What had not this poor man endured in order that his son might be Sir Herbert Fitzgerald of Castle Richmond? But this was no longer possible; and from the moment that this had been brought home to him, the father had felt that for him there was nothing left but to die.
”My poor boy,” he muttered, ”tell me that you have forgiven me.”
And then they all knelt round the bed and prayed with him; and afterwards they tried to comfort him, telling him how good he had been to them; and his wife whispered in his ear that if there had been fault, the fault was hers, but that her conscience told her that such fault had been forgiven; and while she said this she motioned the children away from him, and strove to make him understand that human misery could never kill the soul, and should never utterly depress the spirit. ”Dearest love,” she said, still whispering to him in her low, sweet voice--so dear to him, but utterly inaudible beyond--”if you would cease to accuse yourself so bitterly, you might yet be better, and remain with us to comfort us.”
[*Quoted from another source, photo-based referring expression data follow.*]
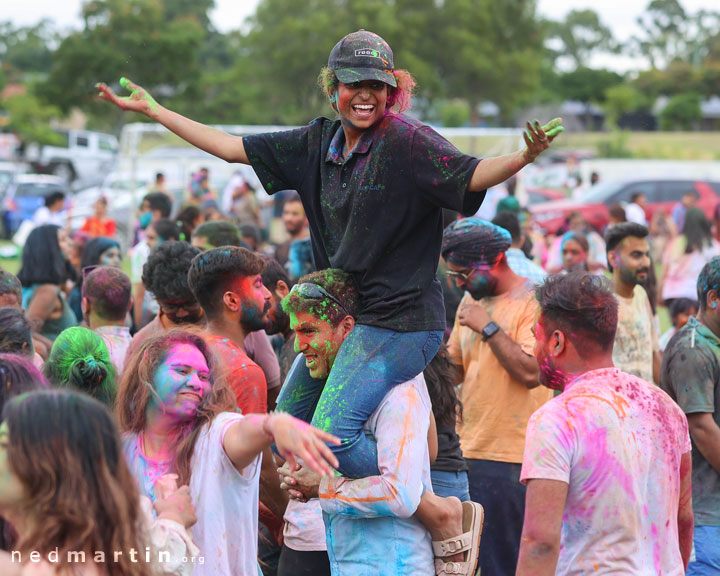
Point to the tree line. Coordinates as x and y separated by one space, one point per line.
461 52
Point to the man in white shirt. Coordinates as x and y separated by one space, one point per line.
637 346
373 524
635 210
607 462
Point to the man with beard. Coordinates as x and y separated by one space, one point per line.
607 462
296 225
226 282
492 344
637 348
277 281
165 276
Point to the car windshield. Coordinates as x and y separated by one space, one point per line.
601 191
35 189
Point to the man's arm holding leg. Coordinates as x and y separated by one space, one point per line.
540 544
686 519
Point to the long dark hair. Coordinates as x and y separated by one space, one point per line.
78 490
42 259
447 407
136 389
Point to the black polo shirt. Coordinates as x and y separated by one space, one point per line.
378 213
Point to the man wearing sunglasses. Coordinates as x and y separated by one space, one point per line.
492 345
381 523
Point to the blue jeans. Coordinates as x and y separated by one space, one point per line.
496 485
369 363
447 483
706 548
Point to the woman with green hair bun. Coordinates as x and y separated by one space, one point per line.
79 359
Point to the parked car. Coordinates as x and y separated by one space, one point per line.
123 201
8 171
661 194
25 194
81 156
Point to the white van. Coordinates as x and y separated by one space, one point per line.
82 157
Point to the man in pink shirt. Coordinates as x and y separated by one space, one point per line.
607 462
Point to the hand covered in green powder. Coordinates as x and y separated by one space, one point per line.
297 439
139 100
538 138
299 482
473 315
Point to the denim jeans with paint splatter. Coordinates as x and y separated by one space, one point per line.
369 363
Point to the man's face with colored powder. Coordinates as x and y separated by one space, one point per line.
550 375
573 255
202 243
631 259
182 311
181 382
317 341
9 300
255 302
361 104
479 281
294 217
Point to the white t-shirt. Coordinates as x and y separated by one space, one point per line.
226 501
370 527
635 213
304 527
637 335
617 442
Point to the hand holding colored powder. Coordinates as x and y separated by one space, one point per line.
538 138
139 100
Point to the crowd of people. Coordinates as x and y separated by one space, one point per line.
399 387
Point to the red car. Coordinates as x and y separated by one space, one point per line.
661 195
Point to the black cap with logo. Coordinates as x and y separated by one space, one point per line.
362 55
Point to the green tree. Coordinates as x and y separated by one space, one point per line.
681 112
130 38
26 49
30 119
588 84
489 50
664 26
581 34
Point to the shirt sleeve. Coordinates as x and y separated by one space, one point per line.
454 348
401 434
259 348
280 158
691 374
548 447
524 336
442 173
But the slender, half-knit man, whose arms are without muscles and whose back is without pith, will strive in vain to lift the weight which the brawny vigour of another tosses from the ground almost without an effort. It is with the mind and the spirit as with the body; only this, that the muscles of the body can be measured, but not so those of the spirit. Lady Fitzgerald was made of other stuff than Sir Thomas; and that which to her had cost an effort, but with an effort had been done surely, was to him as impossible as the labour of Hercules. ”My poor boy, my poor ruined boy!” he still muttered, as she strove to comfort him.
”Mamma has sent for Mr. Townsend,” Emmeline whispered to her brother, as they stood together in the bow of the window.
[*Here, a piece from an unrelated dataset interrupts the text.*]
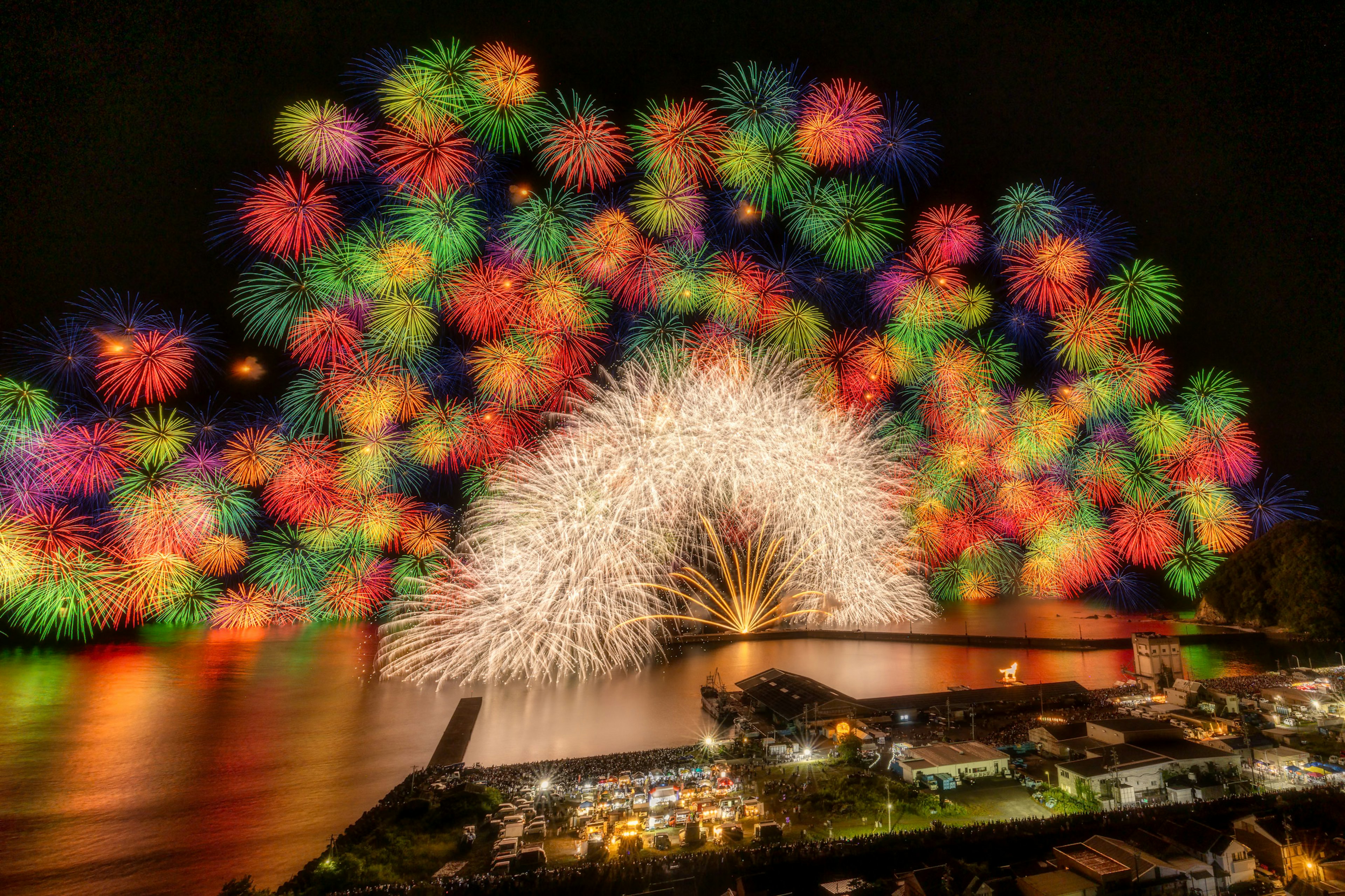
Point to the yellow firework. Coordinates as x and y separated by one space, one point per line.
757 592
”And do you really think he is so bad as that?”
”I am sure that mamma does. I believe he had some sort of a fit before you came. At any rate, he did not speak for two hours.”
”And was not Finucane here?” Finucane was the Mallow doctor.
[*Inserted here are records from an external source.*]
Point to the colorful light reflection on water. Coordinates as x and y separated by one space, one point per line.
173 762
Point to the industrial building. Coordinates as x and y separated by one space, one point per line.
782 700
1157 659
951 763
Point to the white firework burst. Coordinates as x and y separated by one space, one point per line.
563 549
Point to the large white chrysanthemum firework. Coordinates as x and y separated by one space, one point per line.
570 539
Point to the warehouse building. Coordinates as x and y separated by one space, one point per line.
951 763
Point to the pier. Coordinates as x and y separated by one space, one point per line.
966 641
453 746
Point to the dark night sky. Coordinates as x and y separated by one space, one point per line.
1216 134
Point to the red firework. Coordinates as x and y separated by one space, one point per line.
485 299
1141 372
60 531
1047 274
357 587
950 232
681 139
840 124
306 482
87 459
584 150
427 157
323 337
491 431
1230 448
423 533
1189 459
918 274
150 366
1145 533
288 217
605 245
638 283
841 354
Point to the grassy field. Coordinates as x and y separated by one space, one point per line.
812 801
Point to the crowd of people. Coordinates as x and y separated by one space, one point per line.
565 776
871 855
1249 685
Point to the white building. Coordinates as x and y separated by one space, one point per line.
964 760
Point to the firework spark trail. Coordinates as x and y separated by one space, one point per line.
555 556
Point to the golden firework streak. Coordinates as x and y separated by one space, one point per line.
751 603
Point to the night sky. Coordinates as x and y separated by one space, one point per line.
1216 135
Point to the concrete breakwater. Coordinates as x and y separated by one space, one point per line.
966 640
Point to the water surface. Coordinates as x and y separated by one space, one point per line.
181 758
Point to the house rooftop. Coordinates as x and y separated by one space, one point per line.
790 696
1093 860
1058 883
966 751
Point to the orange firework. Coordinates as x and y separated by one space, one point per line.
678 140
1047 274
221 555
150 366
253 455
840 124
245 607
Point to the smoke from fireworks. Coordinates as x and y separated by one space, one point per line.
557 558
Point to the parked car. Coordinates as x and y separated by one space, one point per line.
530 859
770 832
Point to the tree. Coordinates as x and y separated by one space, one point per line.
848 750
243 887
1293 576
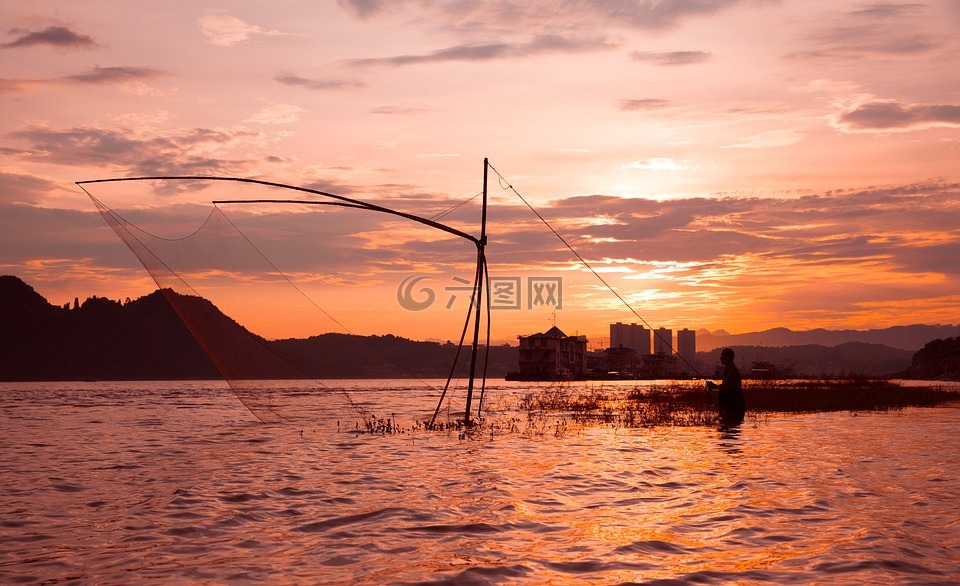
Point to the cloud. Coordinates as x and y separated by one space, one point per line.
277 114
671 58
661 164
542 45
887 10
643 104
9 86
226 31
890 116
294 80
883 29
19 188
409 109
111 75
54 36
188 152
543 14
127 76
769 139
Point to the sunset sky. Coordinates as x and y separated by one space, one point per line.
723 164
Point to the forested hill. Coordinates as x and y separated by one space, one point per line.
144 339
98 339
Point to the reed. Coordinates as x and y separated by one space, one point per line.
680 404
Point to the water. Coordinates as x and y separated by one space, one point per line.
116 483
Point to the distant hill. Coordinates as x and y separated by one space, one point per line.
100 339
850 358
910 338
937 360
145 339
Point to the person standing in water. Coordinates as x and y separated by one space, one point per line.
730 402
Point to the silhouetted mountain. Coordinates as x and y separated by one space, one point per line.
909 338
812 360
99 339
146 339
937 360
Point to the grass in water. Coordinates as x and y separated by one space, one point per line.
686 404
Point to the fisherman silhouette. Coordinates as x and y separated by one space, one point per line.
730 402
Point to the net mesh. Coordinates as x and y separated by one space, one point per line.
285 337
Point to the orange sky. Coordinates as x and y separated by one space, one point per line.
728 164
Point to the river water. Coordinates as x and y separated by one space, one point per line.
175 482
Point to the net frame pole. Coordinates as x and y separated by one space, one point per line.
478 299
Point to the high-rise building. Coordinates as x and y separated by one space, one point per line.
631 336
663 341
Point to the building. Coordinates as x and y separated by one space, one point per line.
552 355
631 336
687 347
663 341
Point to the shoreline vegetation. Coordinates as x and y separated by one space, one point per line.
682 404
566 407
”Yes; but he had left before papa became so much worse. Mamma has sent for him also.”
But I do not know that it boots to dally longer in a dying chamber.
It is an axiom of old that the stage curtain should be drawn before the inexorable one enters in upon his final work. Doctor Finucane did come, but his coming was all in vain. Sir Thomas had known that it was in vain, and so also had his patient wife. There was that mind diseased, towards the cure of which no Doctor Finucane could make any possible approach. And Mr. Townsend came also, let us hope not in vain; though the cure which he fain would have perfected can hardly be effected in such moments as those. Let us hope that it had been already effected. The only crying sin which we can lay to the charge of the dying man is that of which we have spoken; he had endeavoured by pensioning falsehood and fraud to preserve for his wife her name, and for his son that son's inheritance. Even over this, deep as it was, the recording angel may have dropped some cleansing tears of pity.
That night the poor man died, and the Fitzgeralds who sat in the chambers of Castle Richmond were no longer the owners of the mansion.
There was no speech of Sir Herbert among the servants as there would have been had these tidings not have reached them. Dr. Finucane had remained in the house, and even he, in speaking of the son, had shown that he knew the story. They were strangers there now, as they all knew--intruders, as they would soon be considered in the house of their cousin Owen; or rather not their cousin. In that he was above them by right of his blood, they had no right to claim him as their relation.